Google's ambitious "Project Glass" augmented-reality device may be far from mainstream adoption, but has already become fly-paper for criticism from privacy activists. Establishments in the US have begun preemptively banning the device in their premises, to protect privacy of their customers. These concerns are only compounded by the fact that like most gadgets and consumer electronics, Project Glass could be yet another product made in China, with the public-perceived scope for bugs (of the sinister kind) from the Chinese establishment. Allaying exactly these concerns, it is revealed that Google will manufacture the device on US soil.

Google is working with Foxconn, a major Taiwanese contract-manufacturing company, to set up a production line in Santa Clara, California, specializing in Glass.
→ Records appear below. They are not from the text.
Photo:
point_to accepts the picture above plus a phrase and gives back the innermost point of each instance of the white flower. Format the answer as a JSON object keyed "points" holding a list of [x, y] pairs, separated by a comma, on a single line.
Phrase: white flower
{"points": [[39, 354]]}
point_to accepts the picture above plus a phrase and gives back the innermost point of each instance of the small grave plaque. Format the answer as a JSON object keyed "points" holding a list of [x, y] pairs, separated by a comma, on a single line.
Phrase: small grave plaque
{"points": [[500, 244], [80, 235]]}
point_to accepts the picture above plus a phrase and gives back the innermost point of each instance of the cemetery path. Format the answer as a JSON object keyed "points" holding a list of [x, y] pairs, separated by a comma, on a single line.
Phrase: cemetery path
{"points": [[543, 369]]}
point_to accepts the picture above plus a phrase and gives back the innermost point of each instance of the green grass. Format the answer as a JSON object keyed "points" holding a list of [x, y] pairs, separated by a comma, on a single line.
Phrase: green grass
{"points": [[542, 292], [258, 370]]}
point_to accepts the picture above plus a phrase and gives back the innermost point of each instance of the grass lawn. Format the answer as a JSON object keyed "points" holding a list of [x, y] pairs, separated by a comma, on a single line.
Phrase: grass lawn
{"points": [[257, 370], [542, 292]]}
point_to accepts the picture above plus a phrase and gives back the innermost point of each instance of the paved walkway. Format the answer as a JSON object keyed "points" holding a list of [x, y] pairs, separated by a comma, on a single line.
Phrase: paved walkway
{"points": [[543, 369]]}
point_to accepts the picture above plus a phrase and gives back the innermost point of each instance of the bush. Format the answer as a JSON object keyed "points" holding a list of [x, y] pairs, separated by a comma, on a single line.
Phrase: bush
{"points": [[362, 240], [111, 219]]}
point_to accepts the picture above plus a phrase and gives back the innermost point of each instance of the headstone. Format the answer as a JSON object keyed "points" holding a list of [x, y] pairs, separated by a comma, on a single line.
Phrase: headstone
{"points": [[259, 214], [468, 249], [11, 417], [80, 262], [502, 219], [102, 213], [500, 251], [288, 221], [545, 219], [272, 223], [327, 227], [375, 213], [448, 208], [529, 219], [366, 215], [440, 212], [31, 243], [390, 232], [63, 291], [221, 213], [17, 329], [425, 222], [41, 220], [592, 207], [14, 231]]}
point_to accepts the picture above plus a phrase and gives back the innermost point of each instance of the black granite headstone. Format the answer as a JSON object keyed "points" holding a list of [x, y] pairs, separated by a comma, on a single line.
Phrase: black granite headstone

The facility would manufacture the device from sand-to-shipping under US supervision, ensuring it doesn't come with bugs that allow foreign governments snooping in on US citizens.

America's growing eeriness on high-technology sourced from China, including a recent policy change that effectively cuts out Chinese companies from US Government purchases, is having a spillover effect on mainstream consumer electronics, evident from Google's recent move. Google follows Apple, which recently invested $100 million on groundwork leading up to manufacturing of Apple products in the US. It also follows overtures by major Asian semiconductor manufacturing companies like TSMC to move a portion of their chip-manufacturing, to the US. GlobalFoundries' plans to set up semiconductor manufacturing in Upstate-New York, is already at an advanced stage.

As for Google and its Project Glass, the company is taking criticism from people who haven't even tested the device themselves, one step at a time. A couple of weeks ago, it laid to rest wild rumors that alleged the device is incompatible with prescription eyewear. The company plans to detail the device further at this year's Google I/O event, held in San Francisco, along with possible market release details.